The Posterior: Combining Prior and Data

For this model, the posterior distribution has a beautiful closed form. The posterior mean is:

\[ E(p \mid Y = y) = B \cdot \mu + (1-B) \cdot y \]

where the shrinkage factor $B$ is:

\[ B = \frac{\sigma^2}{\sigma^2 + \tau^2} \]

This is a weighted average of the population mean $\mu$ and observed data $y$. The weights depend on: - How much individual variation there is ($\sigma$) - How much population variation there is ($\tau$)

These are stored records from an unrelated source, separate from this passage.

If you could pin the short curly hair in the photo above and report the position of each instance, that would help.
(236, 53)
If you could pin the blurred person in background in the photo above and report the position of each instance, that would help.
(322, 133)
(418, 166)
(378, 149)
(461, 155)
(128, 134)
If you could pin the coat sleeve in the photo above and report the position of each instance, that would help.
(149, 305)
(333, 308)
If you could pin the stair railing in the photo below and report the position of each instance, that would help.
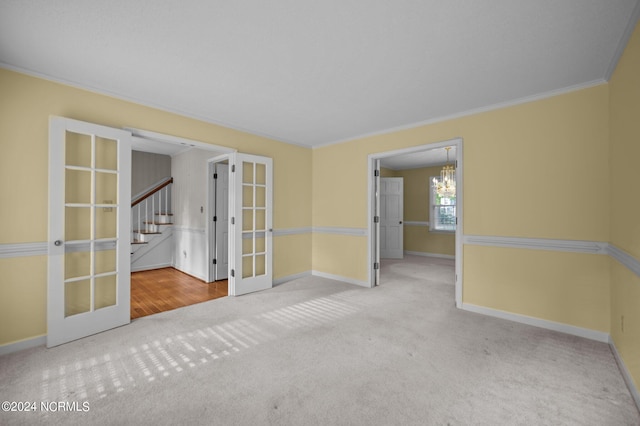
(156, 200)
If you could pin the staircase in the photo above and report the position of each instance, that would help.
(151, 226)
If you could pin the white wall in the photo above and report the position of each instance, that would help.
(147, 169)
(189, 171)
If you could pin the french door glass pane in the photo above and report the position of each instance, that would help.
(77, 186)
(106, 154)
(77, 297)
(247, 172)
(77, 150)
(77, 223)
(105, 291)
(247, 266)
(261, 174)
(105, 261)
(77, 264)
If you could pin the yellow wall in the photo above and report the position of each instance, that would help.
(25, 106)
(528, 172)
(418, 238)
(625, 204)
(542, 169)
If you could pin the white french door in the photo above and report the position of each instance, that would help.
(221, 221)
(391, 218)
(250, 210)
(89, 264)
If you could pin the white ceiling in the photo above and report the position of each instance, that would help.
(426, 158)
(318, 72)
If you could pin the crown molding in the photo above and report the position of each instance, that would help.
(105, 92)
(488, 108)
(624, 40)
(573, 246)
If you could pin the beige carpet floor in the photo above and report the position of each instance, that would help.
(320, 352)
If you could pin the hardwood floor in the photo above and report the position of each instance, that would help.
(167, 288)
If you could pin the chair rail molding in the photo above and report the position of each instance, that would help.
(575, 246)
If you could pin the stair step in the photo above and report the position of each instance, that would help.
(138, 231)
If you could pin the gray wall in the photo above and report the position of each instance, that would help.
(147, 169)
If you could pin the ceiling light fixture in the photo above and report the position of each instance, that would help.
(446, 186)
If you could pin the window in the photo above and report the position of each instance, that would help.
(442, 210)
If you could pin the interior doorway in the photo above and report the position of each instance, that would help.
(415, 154)
(158, 290)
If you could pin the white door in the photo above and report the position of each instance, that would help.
(221, 221)
(250, 211)
(376, 223)
(391, 212)
(89, 229)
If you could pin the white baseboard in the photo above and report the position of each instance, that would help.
(626, 375)
(426, 254)
(288, 278)
(340, 278)
(23, 344)
(151, 267)
(598, 336)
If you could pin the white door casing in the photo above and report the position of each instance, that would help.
(391, 218)
(221, 222)
(250, 210)
(88, 288)
(376, 226)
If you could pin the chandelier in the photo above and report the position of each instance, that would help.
(446, 186)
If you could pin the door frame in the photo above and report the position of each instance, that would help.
(212, 229)
(383, 219)
(216, 150)
(373, 252)
(61, 328)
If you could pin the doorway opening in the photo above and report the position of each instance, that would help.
(412, 158)
(187, 276)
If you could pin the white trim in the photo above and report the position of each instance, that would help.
(358, 232)
(415, 223)
(23, 250)
(626, 375)
(152, 267)
(427, 254)
(23, 344)
(191, 230)
(340, 278)
(288, 278)
(176, 140)
(371, 160)
(526, 99)
(624, 258)
(599, 336)
(574, 246)
(120, 96)
(292, 231)
(624, 40)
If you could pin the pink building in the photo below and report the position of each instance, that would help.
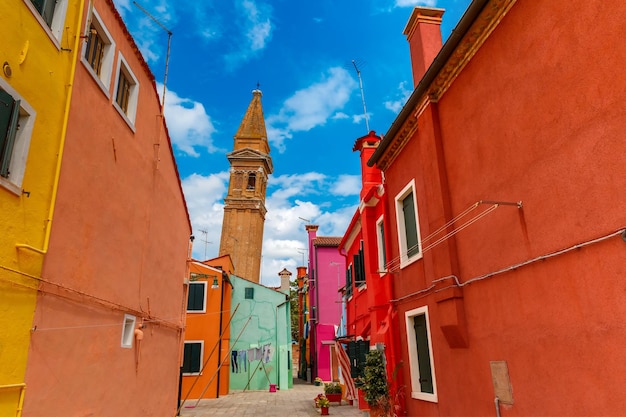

When individual uncertainty is high relative to population variation, we “shrink” more toward the population mean.

Applying to José Iglesias

Code

# Parameters
mu <- 0.275      # Population mean
tau <- 0.027     # Population SD
sigma <- 0.111   # José's sampling error (from 20 at-bats)
y <- 0.450       # José's observed average

# Shrinkage factor
B <- sigma^2 / (sigma^2 + tau^2)
cat("Shrinkage factor B:", round(B, 3), "\n")

Shrinkage factor B: 0.944

Code

# Posterior mean
posterior_mean <- B * mu + (1 - B) * y
cat("Posterior mean (predicted true ability):", round(posterior_mean, 3), "\n")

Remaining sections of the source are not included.